Defining a string inline actually embeds the data in the program itself and cannot be changed (some compilers allow this by a smart trick, don't bother).

But, it had to do with C++, not to mention that it says not to bother.

I am bothering. =D

So my question is where and how is my string literal kept? Why should I not try to alter it? Does the implementation vary by platform? Does anyone care to elaborate on the "smart trick?"


A common technique is for string literals to be put in "read-only-data" section which gets mapped into the process space as read-only (which is why you can't change it).

It does vary by platform. For example, simpler chip architectures may not support read-only memory segments so the data segment will be writable.

Rather than try to figure out a trick to make string literals changeable (it will be highly dependent on your platform and could change over time), just use arrays:

char foo[] = "...";

The compiler will arrange for the array to get initialized from the literal and you can modify the array.


Why should I not try to alter it?

Because it is undefined behavior. Quote from C99 N1256 draft 6.7.8/32 "Initialization":

EXAMPLE 8: The declaration

char s[] = "abc", t[3] = "abc";

defines "plain" char array objects s and t whose elements are initialized with character string literals.

This declaration is identical to

char s[] = { 'a', 'b', 'c', '\0' },
t[] = { 'a', 'b', 'c' };

The contents of the arrays are modifiable. On the other hand, the declaration

char *p = "abc";

defines p with type "pointer to char" and initializes it to point to an object with type "array of const char" with length 4 whose elements are initialized with a character string literal. If an attempt is made to use p to modify the contents of the array, the behavior is undefined.

Where do they go?

GCC 4.8 x86-64 ELF Ubuntu 14.04:

  • char s[]: stack
  • char *s:
    • .rodata section of the object file
    • the same segment where the .text section of the object file gets dumped, which has Read and Exec permissions, but not Write

Program:

#include <stdio.h>

int main() {
    char *s = "abc";
    printf("%s\n", s);
    return 0;
}

Compile and decompile:

gcc -ggdb -std=c99 -c main.c
objdump -Sr main.o

Output contains:

 char *s = "abc";
8:  48 c7 45 f8 00 00 00    movq   $0x0,-0x8(%rbp)
f:  00 
        c: R_X86_64_32S .rodata

So the string is stored in the .rodata section.

Then:

readelf -l a.out

Contains (simplified):

Program Headers:
  Type           Offset             VirtAddr           PhysAddr
                 FileSiz            MemSiz              Flags  Align
      [Requesting program interpreter: /lib64/ld-linux-x86-64.so.2]
  LOAD           0x0000000000000000 0x0000000000400000 0x0000000000400000
                 0x0000000000000704 0x0000000000000704  R E    200000

 Section to Segment mapping:
  Segment Sections...
   02     .text .rodata

This means that the default linker script dumps both .text and .rodata into a segment that can be executed but not modified (Flags = R E). Attempting to modify such a segment leads to a segfault in Linux.

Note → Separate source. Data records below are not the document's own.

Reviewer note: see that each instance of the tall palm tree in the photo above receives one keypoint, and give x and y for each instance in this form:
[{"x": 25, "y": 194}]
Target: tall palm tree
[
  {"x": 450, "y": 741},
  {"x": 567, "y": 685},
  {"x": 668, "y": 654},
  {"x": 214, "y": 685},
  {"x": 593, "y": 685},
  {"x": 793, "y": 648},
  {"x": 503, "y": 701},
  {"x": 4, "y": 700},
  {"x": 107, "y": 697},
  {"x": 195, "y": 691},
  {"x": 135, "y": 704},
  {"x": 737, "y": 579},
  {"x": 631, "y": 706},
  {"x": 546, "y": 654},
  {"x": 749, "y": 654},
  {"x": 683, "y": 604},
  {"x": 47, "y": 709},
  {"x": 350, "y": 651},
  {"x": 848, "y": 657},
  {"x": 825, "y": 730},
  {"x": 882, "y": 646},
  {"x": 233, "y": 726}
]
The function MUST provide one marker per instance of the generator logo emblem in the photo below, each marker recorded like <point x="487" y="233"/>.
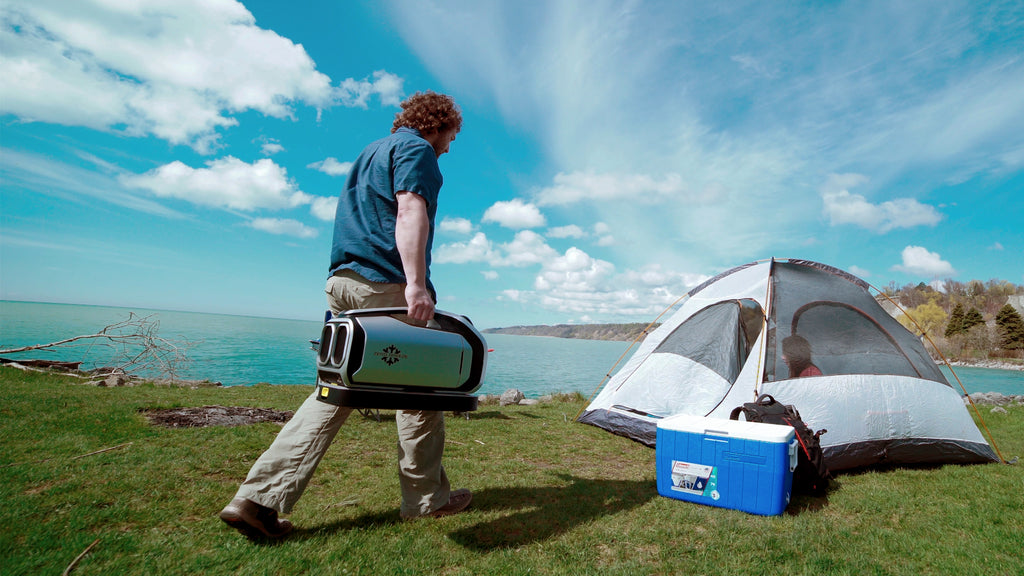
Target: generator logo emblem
<point x="390" y="355"/>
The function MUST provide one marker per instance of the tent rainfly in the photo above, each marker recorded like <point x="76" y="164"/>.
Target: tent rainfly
<point x="868" y="380"/>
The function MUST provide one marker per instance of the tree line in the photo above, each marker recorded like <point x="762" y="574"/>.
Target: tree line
<point x="964" y="320"/>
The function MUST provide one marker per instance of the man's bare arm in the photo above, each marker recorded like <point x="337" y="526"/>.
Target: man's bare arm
<point x="411" y="236"/>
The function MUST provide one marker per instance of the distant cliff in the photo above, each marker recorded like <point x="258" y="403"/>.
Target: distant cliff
<point x="617" y="332"/>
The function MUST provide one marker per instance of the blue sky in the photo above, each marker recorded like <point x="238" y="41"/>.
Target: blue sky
<point x="187" y="154"/>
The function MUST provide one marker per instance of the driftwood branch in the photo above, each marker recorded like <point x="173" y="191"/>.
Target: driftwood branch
<point x="77" y="560"/>
<point x="129" y="346"/>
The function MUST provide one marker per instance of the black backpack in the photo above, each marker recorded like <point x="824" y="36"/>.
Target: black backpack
<point x="811" y="476"/>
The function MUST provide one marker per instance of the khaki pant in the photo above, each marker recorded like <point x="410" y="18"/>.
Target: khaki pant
<point x="281" y="475"/>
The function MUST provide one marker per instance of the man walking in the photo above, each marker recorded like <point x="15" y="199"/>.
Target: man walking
<point x="380" y="257"/>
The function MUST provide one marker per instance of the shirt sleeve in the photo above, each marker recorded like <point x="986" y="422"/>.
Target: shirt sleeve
<point x="416" y="170"/>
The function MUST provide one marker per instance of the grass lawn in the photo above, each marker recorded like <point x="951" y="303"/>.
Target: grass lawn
<point x="551" y="496"/>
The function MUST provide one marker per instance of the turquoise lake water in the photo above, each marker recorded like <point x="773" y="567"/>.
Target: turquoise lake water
<point x="239" y="351"/>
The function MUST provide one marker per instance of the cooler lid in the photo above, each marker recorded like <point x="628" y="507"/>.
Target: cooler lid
<point x="726" y="427"/>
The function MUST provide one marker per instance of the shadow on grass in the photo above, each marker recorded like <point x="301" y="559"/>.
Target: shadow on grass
<point x="530" y="513"/>
<point x="541" y="512"/>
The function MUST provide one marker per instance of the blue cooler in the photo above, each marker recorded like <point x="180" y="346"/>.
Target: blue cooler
<point x="729" y="463"/>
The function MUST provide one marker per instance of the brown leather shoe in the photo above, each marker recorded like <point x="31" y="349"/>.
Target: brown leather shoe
<point x="255" y="521"/>
<point x="458" y="501"/>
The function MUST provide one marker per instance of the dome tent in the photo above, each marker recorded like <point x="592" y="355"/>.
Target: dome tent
<point x="880" y="396"/>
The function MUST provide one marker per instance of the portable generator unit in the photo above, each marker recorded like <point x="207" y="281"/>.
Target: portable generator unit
<point x="375" y="359"/>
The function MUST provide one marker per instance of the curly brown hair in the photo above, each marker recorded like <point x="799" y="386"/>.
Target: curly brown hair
<point x="429" y="113"/>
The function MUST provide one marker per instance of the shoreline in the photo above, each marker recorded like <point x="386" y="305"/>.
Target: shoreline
<point x="989" y="364"/>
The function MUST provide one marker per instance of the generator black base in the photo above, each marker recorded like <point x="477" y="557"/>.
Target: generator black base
<point x="394" y="400"/>
<point x="379" y="359"/>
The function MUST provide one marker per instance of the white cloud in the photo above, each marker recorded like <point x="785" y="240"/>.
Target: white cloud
<point x="283" y="227"/>
<point x="176" y="70"/>
<point x="526" y="248"/>
<point x="356" y="92"/>
<point x="324" y="208"/>
<point x="478" y="249"/>
<point x="270" y="147"/>
<point x="919" y="261"/>
<point x="511" y="294"/>
<point x="72" y="182"/>
<point x="227" y="182"/>
<point x="593" y="188"/>
<point x="845" y="208"/>
<point x="332" y="167"/>
<point x="570" y="231"/>
<point x="456" y="225"/>
<point x="514" y="214"/>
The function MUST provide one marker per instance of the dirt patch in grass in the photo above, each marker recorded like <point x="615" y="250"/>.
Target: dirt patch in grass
<point x="214" y="416"/>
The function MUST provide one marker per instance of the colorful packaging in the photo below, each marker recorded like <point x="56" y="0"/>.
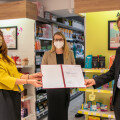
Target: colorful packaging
<point x="93" y="118"/>
<point x="101" y="61"/>
<point x="93" y="108"/>
<point x="111" y="59"/>
<point x="89" y="103"/>
<point x="111" y="106"/>
<point x="95" y="62"/>
<point x="88" y="61"/>
<point x="98" y="105"/>
<point x="85" y="106"/>
<point x="104" y="108"/>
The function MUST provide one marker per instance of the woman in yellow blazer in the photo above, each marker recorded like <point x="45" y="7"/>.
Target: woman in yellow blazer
<point x="11" y="85"/>
<point x="58" y="99"/>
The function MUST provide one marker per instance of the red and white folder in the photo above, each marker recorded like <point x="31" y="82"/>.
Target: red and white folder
<point x="62" y="76"/>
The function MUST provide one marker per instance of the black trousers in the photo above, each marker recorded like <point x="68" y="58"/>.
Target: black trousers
<point x="10" y="105"/>
<point x="58" y="103"/>
<point x="117" y="105"/>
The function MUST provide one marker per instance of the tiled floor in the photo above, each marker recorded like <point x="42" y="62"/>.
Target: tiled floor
<point x="74" y="107"/>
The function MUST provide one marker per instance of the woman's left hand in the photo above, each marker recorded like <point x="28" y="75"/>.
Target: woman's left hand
<point x="35" y="75"/>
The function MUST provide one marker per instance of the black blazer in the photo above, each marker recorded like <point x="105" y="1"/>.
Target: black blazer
<point x="112" y="74"/>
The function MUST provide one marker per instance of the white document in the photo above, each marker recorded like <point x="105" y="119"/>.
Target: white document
<point x="73" y="76"/>
<point x="62" y="76"/>
<point x="52" y="77"/>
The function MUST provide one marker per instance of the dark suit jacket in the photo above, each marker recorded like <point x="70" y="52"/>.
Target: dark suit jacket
<point x="112" y="74"/>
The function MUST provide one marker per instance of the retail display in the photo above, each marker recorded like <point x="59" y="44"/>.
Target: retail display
<point x="45" y="28"/>
<point x="68" y="76"/>
<point x="98" y="107"/>
<point x="95" y="61"/>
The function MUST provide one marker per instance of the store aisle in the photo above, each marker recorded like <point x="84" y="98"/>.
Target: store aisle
<point x="74" y="107"/>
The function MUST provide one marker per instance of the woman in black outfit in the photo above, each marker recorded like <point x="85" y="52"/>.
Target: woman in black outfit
<point x="58" y="99"/>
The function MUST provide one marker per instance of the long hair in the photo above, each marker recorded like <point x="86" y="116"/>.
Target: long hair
<point x="65" y="47"/>
<point x="3" y="49"/>
<point x="118" y="19"/>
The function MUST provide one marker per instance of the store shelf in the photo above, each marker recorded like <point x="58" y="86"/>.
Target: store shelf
<point x="27" y="117"/>
<point x="74" y="95"/>
<point x="41" y="38"/>
<point x="27" y="98"/>
<point x="41" y="50"/>
<point x="59" y="24"/>
<point x="42" y="99"/>
<point x="42" y="114"/>
<point x="37" y="89"/>
<point x="108" y="90"/>
<point x="95" y="70"/>
<point x="21" y="66"/>
<point x="109" y="114"/>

If we do the same for char[]:

 char s[] = "abc";

we obtain:

17:   c7 45 f0 61 62 63 00    movl   $0x636261,-0x10(%rbp)

so it gets stored in the stack (relative to %rbp), and we can of course modify it.

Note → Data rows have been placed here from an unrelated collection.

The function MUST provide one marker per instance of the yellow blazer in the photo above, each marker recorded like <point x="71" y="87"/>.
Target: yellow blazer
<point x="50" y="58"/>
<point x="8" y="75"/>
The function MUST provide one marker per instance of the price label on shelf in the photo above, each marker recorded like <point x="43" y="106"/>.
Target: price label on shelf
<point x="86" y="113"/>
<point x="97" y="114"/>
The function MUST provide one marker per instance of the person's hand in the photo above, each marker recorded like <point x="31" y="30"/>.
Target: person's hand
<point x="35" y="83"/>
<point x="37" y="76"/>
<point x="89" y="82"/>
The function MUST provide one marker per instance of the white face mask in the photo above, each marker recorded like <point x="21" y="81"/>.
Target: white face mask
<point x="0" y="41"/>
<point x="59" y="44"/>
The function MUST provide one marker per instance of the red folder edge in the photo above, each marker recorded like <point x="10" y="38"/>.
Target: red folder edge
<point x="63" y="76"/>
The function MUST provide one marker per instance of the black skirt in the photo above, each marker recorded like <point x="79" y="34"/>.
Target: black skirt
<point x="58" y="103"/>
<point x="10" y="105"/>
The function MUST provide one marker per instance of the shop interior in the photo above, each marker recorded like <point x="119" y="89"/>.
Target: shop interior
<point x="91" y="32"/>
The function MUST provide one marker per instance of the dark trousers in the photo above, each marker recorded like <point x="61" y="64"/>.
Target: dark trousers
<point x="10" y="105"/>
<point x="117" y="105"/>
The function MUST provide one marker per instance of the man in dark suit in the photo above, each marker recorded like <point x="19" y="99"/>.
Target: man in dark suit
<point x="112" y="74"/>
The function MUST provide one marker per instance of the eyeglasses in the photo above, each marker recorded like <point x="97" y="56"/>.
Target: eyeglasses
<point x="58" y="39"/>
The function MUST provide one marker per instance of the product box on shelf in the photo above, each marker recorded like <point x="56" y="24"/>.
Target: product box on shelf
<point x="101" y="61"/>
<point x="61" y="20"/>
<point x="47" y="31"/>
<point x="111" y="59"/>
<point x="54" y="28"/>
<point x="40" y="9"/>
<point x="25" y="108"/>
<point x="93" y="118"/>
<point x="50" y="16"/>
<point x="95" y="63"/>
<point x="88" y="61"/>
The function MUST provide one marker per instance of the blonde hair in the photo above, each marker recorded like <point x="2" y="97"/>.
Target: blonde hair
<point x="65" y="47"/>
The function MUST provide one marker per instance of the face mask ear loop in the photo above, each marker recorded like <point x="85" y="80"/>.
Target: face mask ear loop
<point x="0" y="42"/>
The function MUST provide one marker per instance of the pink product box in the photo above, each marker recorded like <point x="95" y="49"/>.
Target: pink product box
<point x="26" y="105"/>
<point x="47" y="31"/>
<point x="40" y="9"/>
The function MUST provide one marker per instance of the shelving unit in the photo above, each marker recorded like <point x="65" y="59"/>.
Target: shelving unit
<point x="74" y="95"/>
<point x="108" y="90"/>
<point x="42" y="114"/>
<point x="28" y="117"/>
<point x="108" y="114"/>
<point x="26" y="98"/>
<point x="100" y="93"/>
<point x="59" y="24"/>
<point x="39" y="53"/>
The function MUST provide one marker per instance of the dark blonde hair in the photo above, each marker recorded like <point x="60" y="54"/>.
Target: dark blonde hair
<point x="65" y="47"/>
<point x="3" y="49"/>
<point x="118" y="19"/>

There is no one answer to this. The C and C++ standards just say that string literals have static storage duration, any attempt at modifying them gives undefined behavior, and multiple string literals with the same contents may or may not share the same storage.

Depending on the system you're writing for, and the capabilities of the executable file format it uses, they may be stored along with the program code in the text segment, or they may have a separate segment for initialized data.

Determining the details will vary depending on the platform as well -- most probably include tools that can tell you where it's putting it. Some will even give you control over details like that, if you want it (e.g. gnu ld allows you to supply a script to tell it all about how to group data, code, etc.)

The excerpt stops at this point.